また、日本の水道事業は、水道料金の中に修繕費が含まれる形で徴収しているので整備にお金を回しやすい。

人口減で水道が維持できない

「ただし、人口が減っていくと施設の維持管理のためのお金が不足してしまいます。値上がりする背景には、そういった事情もある」

 自治体によって水道料金が違うのはこのためで、人口の多い都市部は比較的料金が安定、かつ十分な修繕費の積み立てがあるということになる。

 また、富士山麓に位置する静岡県長泉町や静岡県小山町というように、水源の豊かな場所も設備のコストを抑えることができるため水道料金が安くなる。反面、北海道の非都市部のような場所は、供給するための水道管も長くなり、管理・維持コストがかさむ。前出の県で比べてみると、静岡県では2351円、北海道では4279円と、1か月で約2000円も違うのだ。

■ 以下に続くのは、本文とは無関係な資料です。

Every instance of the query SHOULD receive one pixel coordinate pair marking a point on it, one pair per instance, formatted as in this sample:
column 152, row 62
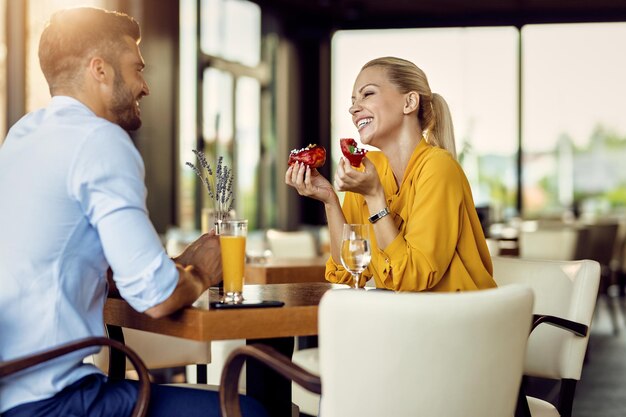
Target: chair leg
column 522, row 409
column 566, row 397
column 117, row 359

「水道事業は、配管の取り替え費用などを見積もっているので、計画的に更新ができる体制になっています。しかし、高度経済成長期よりももっと前の時代に水道管を通した場所、例えば線路の下にある水道管などは、取り替えようにも取り替えることが難しいところもある。水道の事故が起きる多くは、こういう限定的な部分です」

 たびたびテレビで見かけるボロボロの水道管は、まさにこういったケースだと指摘する。

現在は硬質塩化ビニールが主流だが、古い建物は赤サビが出る水道管の場合も ※画像はイメージです
【写真】事故が起きやすい、錆びてボロボロの水道管

「旧式の鉄の配管は、サビ止めを施したライニング管に交換するなど順次対策が進んでいます」

 と山口さんは、水道管の管理などに過度に不安を持つ必要はないと話す。

 むしろ、危険なことは、人口減少に伴う水道事業のジリ貧化だ。

「東京都のように完全に自立している大きな水道事業体がある一方で、自治体がなんとかやりくりするような小さな水道事業体もある。そういった自治体は、収入が不足すると削減しやすい水道事業にかかわる人件費などを優先してカットしてしまう傾向がある。長年、地元の水事情を見てきた熟練者が減るばかりか、後進の育成もままならなくなる」

 老朽化に対しては対策を講じることができる反面、人口減少は各自治体の水道事業者だけでどうにかなる問題ではない。そして人材が減った結果、水道料金は高くなる。2043年には全国平均で43%もアップするという試算もある。“負のスパイラル”だ。

「業界全体として、人口減少に伴う問題に強い危機感を持って向き合っています」

 その解決策のひとつが、昨今盛んに叫ばれている水道の民営化だ。水道管の老朽化が著しい大阪市が、水道管交換事業を民間移譲する意を示していたが、採算が取れないことを理由に頓挫したのは記憶に新しい。